After weeks of mounting speculation - and a rumored competing bids by rivals Comcast Corp. and Verizon that never materialized - Disney and 21st Century Fox announced early Thursday that the former would acquire most of the latter's entertainment assets in a deal worth $52.4 billion, according to the official press release.
Here's what Disney is buying, according to the release:
Combining with Disney are 21st Century Fox’s critically acclaimed film production businesses, including Twentieth Century Fox, Fox Searchlight Pictures and Fox 2000, which together offer diverse and compelling storytelling businesses and are the homes of Avatar, X-Men, Fantastic Four and Deadpool, as well as The Grand Budapest Hotel, Hidden Figures, Gone Girl, The Shape of Water and The Martian—and its storied television creative units, Twentieth Century Fox Television, FX Productions and Fox21, which have brought The Americans, This Is Us, Modern Family, The Simpsons and so many more hit TV series to viewers across the globe. Disney will also acquire FX Networks, National Geographic Partners, Fox Sports Regional Networks, Fox Networks Group International, Star India and Fox’s interests in Hulu, Sky plc, Tata Sky and Endemol Shine Group.
Fox will then spin off the Fox Broadcasting network, Fox News, Fox Business, FS1, FS2 and Big Ten Network to its shareholders into a newly listed company. Under the terms of the agreement, shareholders of 21st Century Fox will receive 0.2745 Disney shares for each 21st Century Fox shares they hold. Disney will also assume approximately $13.7 billion of net debt of 21st Century Fox.
Meanwhile, Robert Iger, who was supposed to retire at the end of next year, will stay on to lead the Disney until at least 2021 (at this point, the long-time CEO, who has blown through many planned retirement dates, might lead the House of Mouse for the remainder of his natural life).
The deal is the largest ever in Disney's history, and comes just a day before the release of "The Last Jedi" the latest installment in its lucrative "Star Wars" series - a franchise it acquired a few years back.
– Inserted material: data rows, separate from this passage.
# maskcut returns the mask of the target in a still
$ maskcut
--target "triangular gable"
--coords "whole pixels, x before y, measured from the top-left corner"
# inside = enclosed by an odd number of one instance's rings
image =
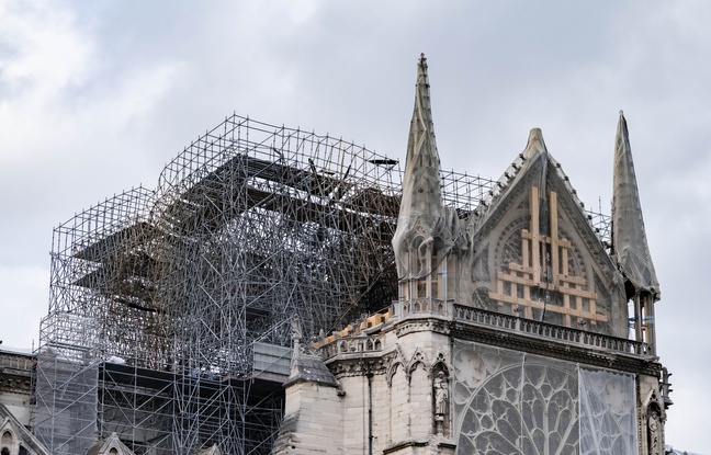
[[[531,132],[498,187],[472,220],[472,304],[627,337],[627,304],[614,263],[540,129]]]
[[[87,455],[134,455],[116,433],[111,433],[109,437],[97,441],[89,447]]]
According to the press release, "the acquisition is expected to yield at least $2 billion in cost savings from efficiencies realized through the combination of businesses, and to be accretive to earnings before the impact of purchase accounting for the second fiscal year after the close of the transaction."
Furthermore, as part of the transaction higlights, there appears to be a "fudge factor" related to the company's tax liabilities, which are clearly in flux as a result of the ongoing tax reform drama. This is how Disney plans to resolve this uncertainty:
Terms of the transaction call for Disney to issue approximately 515 million new shares to 21st Century Fox shareholders, representing approximately a 25% stake in Disney on a pro forma basis. The per share consideration is subject to adjustment for certain tax liabilities arising from the spinoff and other transactions related to the acquisition. The initial exchange ratio of 0.2745 Disney shares for each 21st Century Fox share was set based on an estimate of such tax liabilities to be covered by an $8.5 billion cash dividend to 21st Century Fox from the company to be spun off. The exchange ratio will be adjusted immediately prior to closing of the acquisition based on an updated estimate of such tax liabilities. Such adjustment could increase or decrease the exchange ratio, depending upon whether the final estimate is lower or higher, respectively, than the initial estimate. However, if the final estimate of the tax liabilities is lower than the initial estimate, the first $2 billion of that adjustment will instead be made by net reduction in the amount of the cash dividend to 21st Century Fox from the company to be spun off. The amount of such tax liabilities will depend upon several factors, including tax rates in effect at the time of closing as well as the value of the company to be spun off.
Fox will keep its studio plot in LA and much of its real-estate holdings.
(Courtesy of Bloomberg)
Rupert Murdoch, the longtime chairman of 21st Century Fox, said: “I’m convinced that this combination, under Bob Iger’s leadership, will be one of the greatest companies in the world. I’m grateful and encouraged that Bob has agreed to stay on, and is committed to succeeding with a combined team that is second to none."
As the Financial Times pointed out, the deal will end Murdoch’s long association with Hollywood and represents a division between the media mogul and his youngest son, James, Fox’s chief executive. The two companies did not comment on his future but James is likely to leave Fox upon completion of the sale.
Disney said it would seek $2 billion in cost savings from the deal. It expects Fox to complete its takeover of pan-European TV group Sky by the end of the first half of next year. Disney will end up as the ultimate owner of Sky as long as that transaction completes before Disney’s deal.
According to the New York Times, Disney, which owns ABC and ESPN, hopes 21st Century will supercharge its plans to introduce two Netflix-style streaming services. The company's first major streaming effort, ESPN Plus, will arrive in the spring.
A second and still unnamed offering, built around the company's Disney, Marvel, Lucasfilm and Pixar brands, will likely be introduced late next year. Both Fox and Disney already own stakes in Hulu, a paid streaming service that already includes ABC content. Iger is personally buying out Fox's minority stake in Hulu.